Gov. Sam Brownback (R-KS) has bankrupted the state of Kansas so bad that his own party has had to start raising taxes to save it's credit rating from being downgraded again.
A study done by the University of Kansas found that while Kansas cut the amount of time families could get cash assistance through the Temporary Assistance for Needy Families program (TANF) and made it tougher to qualify, child abuse and neglect cases increased. As KCUR reported, the leading reason Kansas children are put into the foster care system is due to abuse and neglect.
“It’s remarkable. There is a mirror image,” KU economist Donna Ginther explained. “As the Kansas TANF caseloads drop, the number of reports of abuse and neglect go up.

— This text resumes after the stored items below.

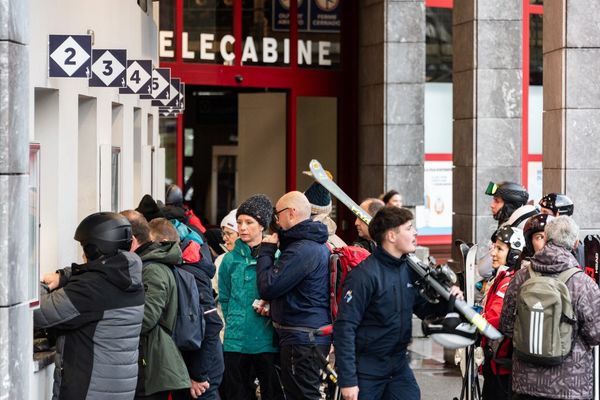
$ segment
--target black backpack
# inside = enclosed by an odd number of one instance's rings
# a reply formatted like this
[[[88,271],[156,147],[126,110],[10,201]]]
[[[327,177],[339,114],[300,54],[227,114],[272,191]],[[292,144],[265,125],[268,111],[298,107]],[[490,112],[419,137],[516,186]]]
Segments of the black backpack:
[[[194,275],[179,267],[171,267],[177,285],[177,319],[172,332],[180,350],[198,350],[204,339],[204,314]]]

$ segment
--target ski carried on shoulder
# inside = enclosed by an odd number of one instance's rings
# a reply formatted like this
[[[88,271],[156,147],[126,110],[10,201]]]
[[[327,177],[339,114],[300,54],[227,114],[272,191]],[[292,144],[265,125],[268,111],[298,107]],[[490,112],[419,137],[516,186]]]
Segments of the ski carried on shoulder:
[[[371,216],[367,214],[354,200],[350,198],[329,176],[325,173],[323,166],[317,160],[311,160],[310,172],[312,172],[313,178],[319,182],[325,189],[329,191],[334,197],[341,201],[346,207],[350,209],[358,218],[364,221],[366,224],[371,222]],[[450,299],[450,290],[446,285],[442,285],[440,282],[435,280],[430,274],[429,266],[425,265],[417,256],[409,254],[406,258],[408,265],[417,273],[417,275],[441,298],[444,300]],[[502,334],[494,328],[485,318],[476,313],[465,301],[456,299],[454,302],[454,308],[462,314],[466,320],[473,324],[483,335],[487,336],[492,340],[497,340],[502,337]]]
[[[587,235],[583,241],[583,253],[585,255],[585,273],[600,285],[600,236]],[[598,375],[600,372],[600,356],[598,346],[594,347],[594,399],[600,398],[600,382]]]

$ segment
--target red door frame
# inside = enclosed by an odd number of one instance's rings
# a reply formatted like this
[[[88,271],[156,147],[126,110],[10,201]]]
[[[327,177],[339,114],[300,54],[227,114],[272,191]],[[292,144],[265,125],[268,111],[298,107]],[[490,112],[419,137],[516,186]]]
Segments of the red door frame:
[[[351,7],[344,7],[351,9]],[[342,15],[347,15],[342,9]],[[297,124],[297,97],[298,96],[324,96],[338,98],[338,104],[341,100],[345,88],[342,82],[347,81],[344,76],[352,73],[351,60],[355,57],[356,47],[344,45],[346,32],[348,38],[355,37],[357,30],[354,24],[344,23],[342,17],[342,32],[340,39],[341,46],[344,49],[340,70],[318,70],[298,67],[297,46],[298,46],[298,3],[297,0],[290,0],[290,64],[285,67],[267,67],[267,66],[245,66],[240,65],[242,55],[242,0],[233,2],[233,36],[235,38],[234,54],[235,62],[232,66],[216,64],[199,64],[184,62],[182,57],[182,33],[183,33],[183,0],[175,0],[175,59],[172,62],[161,62],[161,67],[171,68],[173,76],[181,78],[187,85],[202,86],[225,86],[232,88],[268,88],[281,89],[287,92],[287,120],[286,120],[286,190],[296,189],[296,124]],[[356,35],[357,36],[357,35]],[[354,49],[354,50],[352,50]],[[344,54],[351,51],[350,57]],[[344,57],[346,56],[346,57]],[[349,64],[349,65],[345,65]],[[243,77],[240,80],[239,77]],[[353,82],[353,81],[350,81]],[[346,103],[344,103],[346,104]],[[340,118],[343,114],[342,106],[338,106],[338,138],[343,129],[346,134],[355,130]],[[348,109],[351,109],[348,107]],[[345,135],[347,137],[347,135]],[[356,138],[356,134],[352,137]],[[338,140],[338,143],[341,143]],[[338,145],[338,154],[347,153],[344,146]],[[338,156],[339,158],[339,156]],[[343,161],[340,159],[339,161]],[[345,163],[343,163],[345,164]],[[343,164],[340,165],[340,170]],[[179,115],[177,119],[177,183],[183,185],[183,116]]]

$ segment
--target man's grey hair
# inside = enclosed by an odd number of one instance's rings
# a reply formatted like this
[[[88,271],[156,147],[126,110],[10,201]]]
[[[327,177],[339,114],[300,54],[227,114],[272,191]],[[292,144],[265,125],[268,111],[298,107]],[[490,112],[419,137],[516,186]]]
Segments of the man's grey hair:
[[[561,215],[548,222],[546,228],[546,240],[557,246],[572,250],[579,238],[579,227],[572,218]]]

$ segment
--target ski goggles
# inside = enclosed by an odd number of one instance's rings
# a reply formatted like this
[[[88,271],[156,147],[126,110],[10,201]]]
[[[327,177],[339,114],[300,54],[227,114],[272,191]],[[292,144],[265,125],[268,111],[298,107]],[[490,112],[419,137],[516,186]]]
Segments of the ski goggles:
[[[490,182],[487,185],[487,188],[485,189],[485,194],[487,194],[488,196],[493,196],[494,194],[496,194],[496,191],[498,190],[498,185],[495,184],[494,182]]]

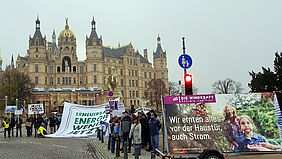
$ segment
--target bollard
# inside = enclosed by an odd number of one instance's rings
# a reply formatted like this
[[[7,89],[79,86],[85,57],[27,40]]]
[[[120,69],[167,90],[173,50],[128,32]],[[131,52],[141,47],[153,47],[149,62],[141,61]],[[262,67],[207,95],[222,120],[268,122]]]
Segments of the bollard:
[[[111,149],[111,139],[112,138],[112,134],[109,134],[109,139],[108,139],[108,150]]]
[[[119,141],[119,137],[117,137],[117,146],[116,146],[116,157],[120,157],[120,153],[119,153],[119,151],[120,151],[120,141]]]
[[[155,156],[155,152],[151,152],[151,159],[155,159],[156,156]]]
[[[104,133],[103,133],[103,130],[101,130],[101,143],[104,143]]]
[[[127,141],[125,139],[123,144],[123,152],[124,152],[124,159],[128,159],[128,153],[127,153]]]
[[[100,128],[97,129],[97,137],[99,139],[99,141],[101,140],[101,137],[100,137],[101,133],[100,133]]]

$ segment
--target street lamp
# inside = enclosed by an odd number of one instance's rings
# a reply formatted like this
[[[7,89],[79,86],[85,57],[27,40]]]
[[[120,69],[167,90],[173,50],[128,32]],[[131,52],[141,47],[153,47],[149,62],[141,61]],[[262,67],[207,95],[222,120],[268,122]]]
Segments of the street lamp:
[[[8,96],[5,96],[5,106],[7,107],[7,103],[8,103]]]
[[[95,94],[94,94],[94,97],[93,97],[93,105],[95,106]]]
[[[19,109],[19,108],[18,108],[18,102],[19,102],[19,99],[17,98],[17,99],[16,99],[16,107],[17,107],[17,109]]]

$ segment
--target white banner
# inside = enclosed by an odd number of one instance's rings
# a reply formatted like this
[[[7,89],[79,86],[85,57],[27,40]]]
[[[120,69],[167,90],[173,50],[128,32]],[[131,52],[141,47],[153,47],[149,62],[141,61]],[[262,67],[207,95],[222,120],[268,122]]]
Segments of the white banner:
[[[43,104],[29,104],[28,114],[42,114],[44,113]]]
[[[23,114],[23,110],[15,110],[15,115],[22,115]]]
[[[60,128],[46,137],[97,137],[100,122],[109,123],[109,120],[104,105],[93,107],[65,102]]]

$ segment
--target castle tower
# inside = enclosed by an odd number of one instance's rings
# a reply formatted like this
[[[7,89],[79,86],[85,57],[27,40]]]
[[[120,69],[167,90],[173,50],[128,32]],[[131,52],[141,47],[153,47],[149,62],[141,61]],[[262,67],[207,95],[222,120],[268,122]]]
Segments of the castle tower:
[[[156,52],[153,53],[154,58],[154,69],[156,79],[162,79],[168,88],[168,69],[167,69],[167,58],[166,51],[163,51],[161,46],[161,38],[158,35],[157,38],[157,49]]]
[[[102,37],[98,38],[96,32],[96,22],[91,22],[91,33],[89,38],[86,36],[86,59],[102,58]]]
[[[28,55],[31,59],[46,58],[46,37],[42,37],[40,31],[40,21],[37,16],[35,21],[35,32],[33,37],[29,37],[29,50]]]

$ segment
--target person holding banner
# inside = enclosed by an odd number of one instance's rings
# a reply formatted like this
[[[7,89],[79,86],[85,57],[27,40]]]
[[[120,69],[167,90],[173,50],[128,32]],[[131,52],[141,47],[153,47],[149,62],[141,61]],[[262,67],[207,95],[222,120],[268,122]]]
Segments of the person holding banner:
[[[17,129],[16,137],[18,137],[19,131],[20,131],[20,137],[22,137],[22,123],[23,123],[22,117],[21,117],[21,115],[19,115],[19,117],[16,120],[16,129]]]
[[[27,115],[26,116],[26,122],[25,122],[25,126],[26,126],[26,131],[27,131],[27,137],[31,137],[32,136],[32,118]]]
[[[12,137],[14,137],[14,127],[16,126],[16,120],[14,114],[11,115],[10,129],[12,130]]]
[[[130,129],[129,136],[132,139],[132,143],[134,145],[134,153],[135,159],[138,159],[141,155],[141,144],[142,144],[142,128],[137,117],[133,118],[133,124]]]
[[[4,121],[2,123],[2,126],[4,127],[4,138],[6,138],[6,132],[8,131],[8,137],[10,138],[10,124],[9,124],[9,118],[5,117]]]
[[[159,131],[161,128],[161,123],[155,116],[155,113],[151,112],[151,119],[149,120],[149,129],[153,152],[155,152],[156,149],[159,149]]]

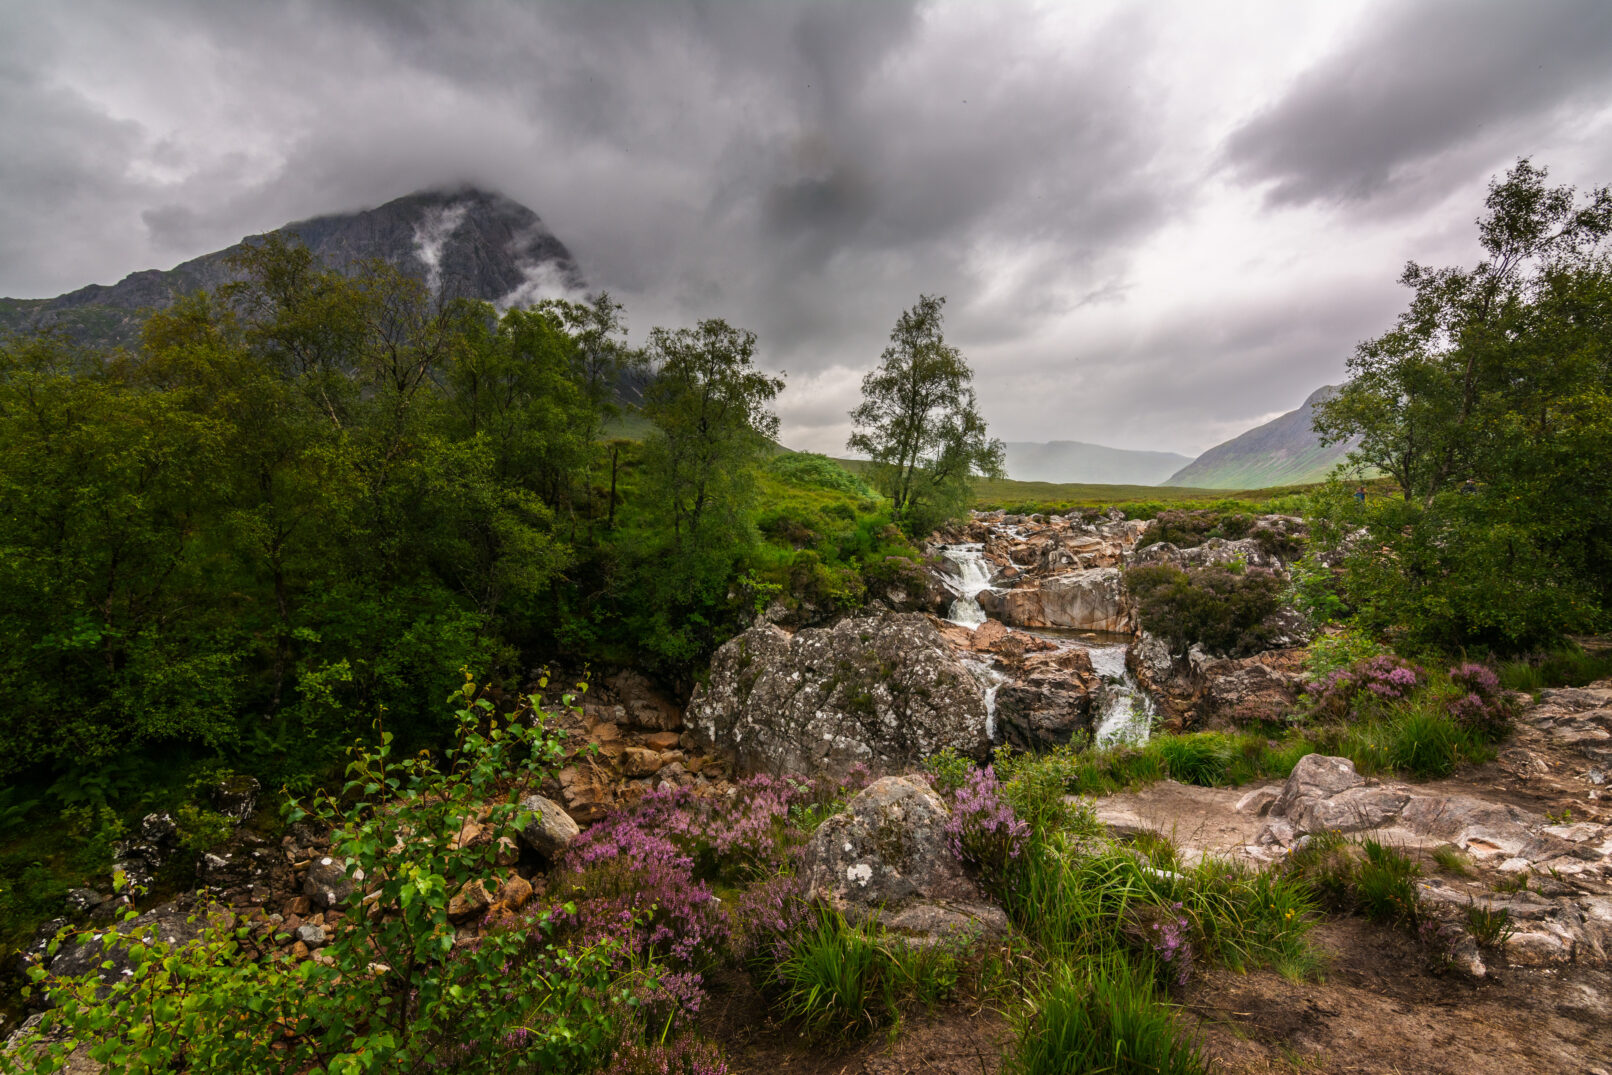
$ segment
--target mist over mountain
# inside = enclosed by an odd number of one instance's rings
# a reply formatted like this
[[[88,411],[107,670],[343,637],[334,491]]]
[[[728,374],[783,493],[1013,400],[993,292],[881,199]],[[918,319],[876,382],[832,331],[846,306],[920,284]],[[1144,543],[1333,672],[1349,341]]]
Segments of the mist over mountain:
[[[1175,452],[1140,452],[1078,440],[1008,441],[1008,477],[1022,482],[1157,485],[1191,462]]]
[[[1262,489],[1321,481],[1344,461],[1356,443],[1322,444],[1310,427],[1315,405],[1330,399],[1337,390],[1336,385],[1316,389],[1297,410],[1215,445],[1163,484]]]
[[[296,221],[270,232],[295,237],[326,265],[347,271],[379,259],[449,298],[523,305],[586,287],[571,252],[526,206],[471,187],[420,191],[374,209]],[[59,326],[85,343],[129,343],[143,310],[236,279],[230,257],[258,236],[172,269],[131,273],[50,299],[0,299],[0,328]]]

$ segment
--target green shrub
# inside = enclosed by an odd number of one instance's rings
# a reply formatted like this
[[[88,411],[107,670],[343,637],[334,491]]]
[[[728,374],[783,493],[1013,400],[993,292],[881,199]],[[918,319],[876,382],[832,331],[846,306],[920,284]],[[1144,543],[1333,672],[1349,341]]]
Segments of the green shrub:
[[[794,485],[832,489],[865,500],[877,499],[879,495],[860,477],[828,456],[818,455],[815,452],[786,452],[773,456],[767,463],[767,469]]]
[[[930,785],[942,796],[949,796],[962,787],[974,769],[971,758],[963,757],[951,747],[943,748],[939,754],[931,754],[924,761],[924,771],[929,774]]]
[[[1195,643],[1211,653],[1239,657],[1269,648],[1267,623],[1282,604],[1282,582],[1261,568],[1241,573],[1220,565],[1183,571],[1172,564],[1143,564],[1125,572],[1137,615],[1148,631],[1175,652]]]

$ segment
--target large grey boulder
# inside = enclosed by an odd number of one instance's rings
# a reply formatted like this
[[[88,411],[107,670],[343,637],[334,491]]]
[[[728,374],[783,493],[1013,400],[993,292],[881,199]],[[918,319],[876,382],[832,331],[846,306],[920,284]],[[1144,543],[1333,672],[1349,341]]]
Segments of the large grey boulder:
[[[889,928],[931,938],[1004,930],[1006,916],[948,846],[949,819],[922,777],[874,781],[812,835],[806,891],[852,921],[879,913]]]
[[[1133,617],[1116,567],[1069,571],[980,594],[980,607],[1015,627],[1068,627],[1081,631],[1130,631]]]
[[[983,688],[918,613],[794,635],[757,624],[716,651],[686,723],[750,772],[889,771],[946,747],[980,760],[990,748]]]

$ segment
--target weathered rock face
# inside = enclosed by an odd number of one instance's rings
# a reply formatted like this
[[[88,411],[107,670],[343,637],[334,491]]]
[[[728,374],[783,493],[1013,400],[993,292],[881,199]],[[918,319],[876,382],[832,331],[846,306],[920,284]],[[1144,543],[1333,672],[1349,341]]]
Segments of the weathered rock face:
[[[1133,564],[1173,564],[1179,568],[1207,567],[1210,564],[1241,563],[1247,567],[1265,567],[1282,570],[1282,561],[1253,538],[1227,541],[1210,538],[1202,545],[1188,549],[1177,548],[1168,541],[1137,549],[1131,557]]]
[[[1205,665],[1203,718],[1234,725],[1276,721],[1298,701],[1307,678],[1304,649],[1279,649]]]
[[[1280,853],[1315,833],[1373,832],[1402,847],[1452,845],[1480,866],[1540,878],[1533,891],[1482,902],[1510,914],[1517,932],[1506,955],[1518,963],[1601,964],[1612,954],[1612,827],[1555,824],[1511,803],[1368,780],[1347,758],[1300,759],[1270,804],[1256,852]],[[1464,910],[1469,888],[1432,878],[1419,886],[1435,905]]]
[[[921,934],[972,922],[1005,930],[947,846],[950,811],[922,777],[885,777],[824,821],[806,845],[807,891],[853,921],[885,912],[887,925]]]
[[[1102,681],[1083,650],[1034,653],[1015,663],[1014,677],[996,691],[1003,739],[1020,750],[1045,749],[1091,731]]]
[[[1129,603],[1113,567],[1039,578],[1001,593],[979,595],[980,607],[1015,627],[1069,627],[1111,634],[1133,626]]]
[[[890,770],[945,747],[983,760],[990,746],[979,683],[917,613],[752,627],[717,650],[685,719],[747,771]]]

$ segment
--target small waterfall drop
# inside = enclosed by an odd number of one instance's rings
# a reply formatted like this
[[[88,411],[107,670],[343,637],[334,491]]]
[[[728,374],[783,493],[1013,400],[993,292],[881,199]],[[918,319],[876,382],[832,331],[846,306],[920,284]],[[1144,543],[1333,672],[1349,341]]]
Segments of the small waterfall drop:
[[[1125,666],[1129,648],[1124,644],[1086,648],[1092,670],[1103,681],[1102,712],[1092,734],[1092,743],[1099,750],[1121,745],[1139,746],[1147,742],[1153,732],[1157,710],[1153,699]]]
[[[991,666],[990,661],[982,661],[974,657],[964,657],[963,667],[967,668],[980,686],[985,688],[985,738],[996,742],[996,690],[1008,681],[1008,677]]]
[[[980,607],[979,595],[991,586],[991,565],[985,559],[985,546],[947,545],[940,550],[940,554],[958,568],[956,577],[946,578],[947,587],[957,594],[957,599],[946,612],[946,618],[964,627],[978,627],[985,622],[985,610]]]

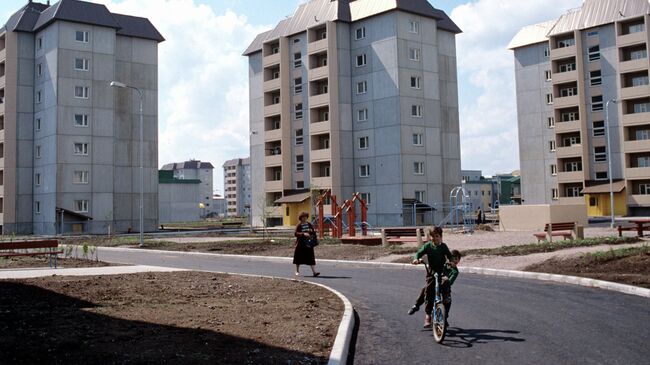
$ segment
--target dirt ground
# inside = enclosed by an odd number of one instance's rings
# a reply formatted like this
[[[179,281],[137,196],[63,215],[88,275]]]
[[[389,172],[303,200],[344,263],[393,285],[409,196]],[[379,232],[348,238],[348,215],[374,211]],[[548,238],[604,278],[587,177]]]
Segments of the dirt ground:
[[[52,264],[54,265],[54,264]],[[85,259],[59,258],[57,267],[102,267],[111,266],[111,264]],[[17,257],[0,257],[0,269],[22,269],[22,268],[49,268],[49,258],[45,256],[17,256]]]
[[[0,281],[3,364],[325,364],[343,313],[298,281],[200,272]]]

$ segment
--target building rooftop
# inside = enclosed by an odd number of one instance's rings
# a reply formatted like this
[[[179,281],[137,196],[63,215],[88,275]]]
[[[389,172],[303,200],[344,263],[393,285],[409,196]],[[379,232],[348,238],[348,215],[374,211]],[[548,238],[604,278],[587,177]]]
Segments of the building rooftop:
[[[185,162],[172,162],[163,165],[161,170],[164,171],[173,171],[173,170],[182,170],[182,169],[214,169],[214,166],[210,162],[201,162],[197,160],[189,160]]]

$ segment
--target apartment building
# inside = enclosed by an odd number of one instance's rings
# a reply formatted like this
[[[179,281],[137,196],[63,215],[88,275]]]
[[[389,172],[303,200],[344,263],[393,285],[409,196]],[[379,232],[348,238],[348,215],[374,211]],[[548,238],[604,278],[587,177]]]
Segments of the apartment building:
[[[223,164],[227,217],[250,217],[252,201],[251,160],[235,158]]]
[[[361,193],[373,226],[445,201],[460,181],[459,32],[426,0],[311,0],[259,34],[244,52],[253,224],[297,216],[280,202],[310,190]]]
[[[163,165],[158,172],[160,223],[190,222],[205,217],[212,204],[214,166],[189,160]]]
[[[158,43],[145,18],[100,4],[27,1],[0,29],[3,234],[106,233],[158,226]]]
[[[209,209],[214,194],[214,166],[210,162],[189,160],[185,162],[172,162],[163,165],[162,171],[172,171],[176,180],[197,180],[201,184],[198,189],[196,204],[203,204]]]
[[[650,214],[649,14],[585,0],[511,41],[525,204],[609,215],[611,179],[616,214]]]

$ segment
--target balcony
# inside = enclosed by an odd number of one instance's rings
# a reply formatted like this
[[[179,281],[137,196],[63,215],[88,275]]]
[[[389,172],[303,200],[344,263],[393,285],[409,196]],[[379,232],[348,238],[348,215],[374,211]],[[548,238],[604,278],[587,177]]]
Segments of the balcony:
[[[269,67],[273,65],[279,65],[280,64],[280,53],[274,53],[268,56],[265,56],[262,59],[262,67]]]
[[[315,42],[311,42],[307,45],[307,54],[314,54],[327,50],[327,38],[319,39]]]
[[[566,108],[570,106],[578,106],[580,99],[578,95],[565,96],[565,97],[556,97],[553,99],[554,108]]]
[[[553,74],[553,83],[562,84],[565,82],[578,81],[578,71],[567,71]]]
[[[627,204],[631,206],[649,206],[650,195],[628,195]]]
[[[650,124],[650,121],[648,122]],[[625,153],[637,153],[650,151],[650,140],[637,140],[623,142]]]
[[[632,180],[650,179],[650,167],[628,167],[625,169],[625,178]]]
[[[319,95],[312,95],[309,97],[309,106],[314,108],[318,106],[325,106],[328,105],[330,102],[330,94],[319,94]]]
[[[581,123],[579,120],[555,123],[555,133],[579,132],[580,128],[581,128]]]
[[[271,104],[264,107],[264,116],[279,115],[282,112],[282,103]]]
[[[648,59],[641,58],[638,60],[622,61],[618,64],[618,72],[644,71],[648,69]]]
[[[282,180],[266,181],[264,191],[282,191]]]
[[[329,67],[321,66],[309,70],[309,81],[324,79],[329,76]]]
[[[264,156],[264,166],[282,166],[282,155],[268,155]]]
[[[562,196],[560,197],[559,203],[560,205],[580,205],[585,204],[585,198],[582,196]]]
[[[321,150],[311,150],[309,152],[309,159],[311,162],[322,162],[329,161],[332,158],[332,153],[329,148],[323,148]]]
[[[325,122],[316,122],[309,125],[309,134],[322,134],[323,132],[329,132],[331,129],[330,121]]]
[[[280,78],[264,81],[264,91],[269,92],[280,89]]]
[[[621,89],[621,99],[650,96],[650,85],[624,87]]]
[[[551,50],[551,60],[568,58],[576,55],[577,55],[576,46],[555,48]]]
[[[622,122],[625,127],[650,124],[650,113],[623,114]]]
[[[582,182],[584,178],[583,171],[558,171],[557,173],[557,182],[561,184]]]
[[[639,43],[645,43],[646,32],[636,32],[618,36],[616,45],[619,47],[631,46]]]
[[[265,213],[268,217],[282,217],[282,206],[276,207],[276,206],[267,206],[265,208]]]
[[[318,186],[319,189],[332,188],[332,177],[331,176],[312,177],[311,184],[313,186]],[[325,212],[329,212],[329,211],[330,209],[325,209]]]
[[[3,48],[0,50],[0,61],[7,59],[7,49]]]
[[[264,142],[277,141],[282,139],[282,129],[271,129],[264,131]]]
[[[582,156],[582,145],[574,144],[571,147],[558,147],[555,151],[557,158],[571,158]]]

And you see a similar relationship for foster care placements.”
Due to the increase in requirements to qualify for TNAF and the cap on what families could receive, TNAF funds have plummeted from 14,321 families in 2011 to 4,563 in March 2017.
Under Brownback's "tea party experiment," TNAF has been sliced three different times. First, they cut the number of months a family could get benefits from 60 months to 48 months. Four years later, the Republican-led legislature passed the HOPE Act, which cut it even more, down to 36 months. By 2016, Republicans passed HOPE Act 2.0, which cut it down to 24 months with the possibility of getting a hardship extension for up to a year.
Gina Meier-Hummel, the Secretary of Kansas Department for Children and Families, claimed that her department's internal numbers don't show what the KU study reveals.
“We’re going to continue to have conversations about the policies and make sure we’ve got everything right,” she said earlier this week. “We obviously think we have the policy right, but we’ll continue to look at that.”
But Sandra Kimmons, Department for Children and Families director of economic and employment services, told KCUR that records from 2010 to 2016 revealed a constant percentage of families leaving TANF and children entering foster care in the 12 months that followed.
The study authors examined the number of children who entered the foster care system within 24 months of losing their TANF benefits. The Department of Children and Families only searched for the last 12 months. The KU researches also looked at families who not only lost their TANF funding but also who applied and were denied.
Republican Kansas Rep. Linda Gallagher sits on the child welfare task force and called the study the evidence she needs to call for improvements in the foster care system in the state. She's hoping the researchers can testify in a hearing about their findings so that legislators can begin to reverse the HOPE Act 2.0.
“I didn’t vote for the HOPE Act in the first place, so I welcome anything we can do to roll back aspects of it,” Gallagher said.
The Kansas legislature is led by a majority of so-called "pro-life" elected officials. A recent piece of legislation placed more barriers and hoops women must jump through to have an abortion. The law passed the House 85-38-2. It's unclear where these "pro-life" legislators stand on child abuse and neglect.